DOMINGO VII DEL TIEMPO PER ANNUM
El evangelio de este Domingo, podríamos decir, es la “homilía” con la que Jesús mismo concreta su proclamación de las Bienaventuranzas. No quiere quedarse en una posible idealización del espíritu de las Bienaventuranzas, sino que nos ofrece su “traducción” a la vida diaria. Esta traducción se concreta en la forma de amar. Y aquí el mensaje no es solamente nuevo, sino también revolucionario.
Jesús dirige su enseñanza muy directamente a sus discípulos (“a los que me escucháis”). El tema principal es el amor ilimitado que propone Jesús y que encuentra su formulación emblemática en el famoso “amad a vuestros enemigos”. Esto es lo revolucionario del mensaje, la característica fundamental del amor cristiano, pues supone una inversión de la tendencia humana habitual (en el mejor de los casos: “ojo por ojo y diente por diente”).
El amor que pide Jesús no es un sentimiento espontáneo ni una pura filantropía, ni menos aún un cálculo interesado para obtener una compensación. Se trata de buscar en todo el bien de los demás, sin límites y sin excepciones, hasta llegar a devolver bien por mal.
El fundamento de esta petición es la actitud de Dios, que es un Padre compasivo que ama a todo el mundo sin excepción, y no un juez estricto que da “a cada uno lo que se merece”. Los que han experimentado el amor y el perdón de Dios, deben imitarlo y deben amar y perdonar también a los demás.

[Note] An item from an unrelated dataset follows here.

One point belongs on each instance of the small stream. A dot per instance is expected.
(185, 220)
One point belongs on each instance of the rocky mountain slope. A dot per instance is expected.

Por otra parte, en la medida en que cada uno sea misericordioso y generoso con los otros, también experimentará la generosidad gratuita, sin límites, de Dios.
La compasión cristiana va más allá del “sentir o padecer con”; se trata de acoger y tratar con amor a los demás como Dios: “Sed compasivos como vuestro Padre es compasivo”. Puede que los demás no se lo merezcan, pero el Dios que “no nos trata como merecen nuestros pecados y aleja de nosotros nuestros delitos” sí se lo merece.